Malia Bouattia, the embattled president-elect of the National Union of Students, has said the week since her election has been “difficult” after she was portrayed as a “national threat”.
Controversy greeted the 28-year-old almost immediately after it was announced she had won a close fought contest to unseat current NUS president Megan Dunn.
Bouattia, who will become the union’s first black Muslim woman leader, told Channel 4 News on Tuesday that allegations levelled against her are both untrue and a distraction from her historic election.
She said: “It’s no surprise that a Muslim woman elected into a national position will receive such extensive national attention, and racialised and sexist abuse.”
Bouattia addressed an issue which has thus far plagued her short time as president-elect - the reported refusal to condemn the so-called Islamic State in 2014.

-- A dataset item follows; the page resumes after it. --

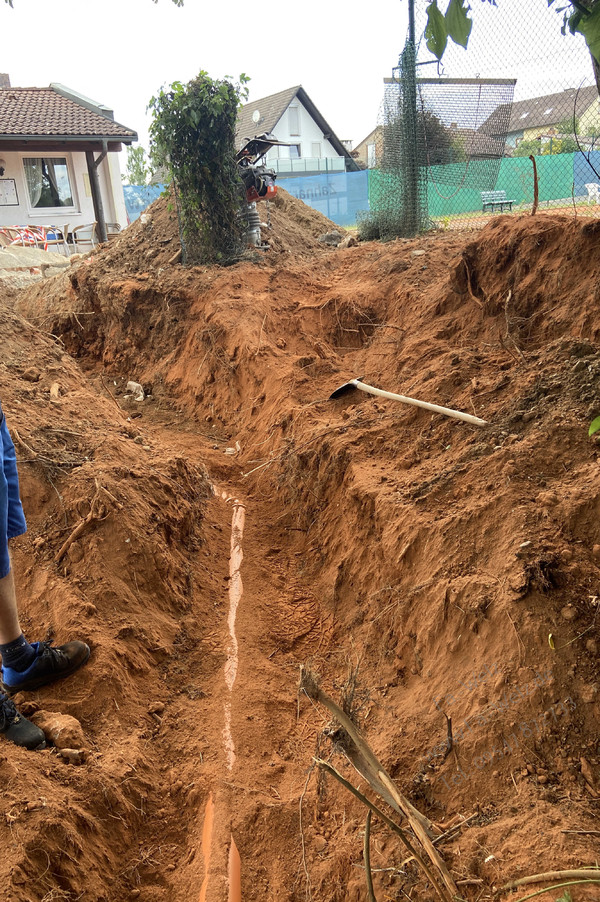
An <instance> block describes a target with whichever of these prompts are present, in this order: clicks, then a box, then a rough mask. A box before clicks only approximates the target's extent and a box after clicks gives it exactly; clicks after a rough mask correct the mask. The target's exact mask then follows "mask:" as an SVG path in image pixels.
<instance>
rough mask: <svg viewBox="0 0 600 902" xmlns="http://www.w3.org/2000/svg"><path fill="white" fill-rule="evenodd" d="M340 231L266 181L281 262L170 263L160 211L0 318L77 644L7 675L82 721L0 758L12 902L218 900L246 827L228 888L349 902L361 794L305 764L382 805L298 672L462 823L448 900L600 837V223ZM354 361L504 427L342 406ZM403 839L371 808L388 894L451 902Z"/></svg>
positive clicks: (22, 455) (563, 864)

She explained that an issue with the wording of a motion prompted her to suggest it be replaced, and she remained adamant the decision did not warrant the criticism she has since received.
She told presenter Cathy Newman: “The motion had problematic wording which blurred the lines between condemning Isis and holding all Muslims accountable for its actions.
“I spoke against the motion promising to bring another to the national executive [of the NUS] which was clear in its condemnation of the group and in its solidarity to the Kurdish people and it was voted through unanimously.
“The reaction that followed and, really, the total lies that have been published across the media and the attacks that followed through social media are totally unfounded.
“I have always condemned Isis and will continued to.”
Asked whether there is a double standard in her treatment of similar motions condemning Israel, Bouattia said: “Absolutely not.
“When it comes to the case of Israel we condemn human rights violations, the violations of international law and the continued oppression of the Palestinian people.”
“We are clear and specific in doing so,” she added.
“I have always condemned Isis and will continued to.”
Shortly before her election at a national conference last week, a 2014 video was unearthed showing Bouattia refer to a “Zionist-led media”.
And an article she co-authored whilst a student at the University of Birmingham described the institution as “something of a Zionist outpost”.
The Encyclopedia Britannica definition of Zionism, is a Jewish nationalist movement that has had as its goal the creation and support of a Jewish national state in Palestine.
Yet to the accusation she is against Israel’s right to exist, Bouattia said: “I have a problem with the continued occupation of the Palestinian people and them being stripped of their rights.”
“Israel, as it behaves, is problematic to me,” she added.
Bouattia, an Algerian refugee who fled persecution with her family at the age of 7, said receiving abuse and threats since her election had been particularly difficult for her parents.
“They thought they had left Algeria with the intention to protect us and to make sure we thrive and succeed in education here in the UK, only to be met with this [abuse] when we do reach those positions of success,” she said.
Students from more than ten universities say they will campaign to disaffiliate from the national union, in part due to Bouattia's election.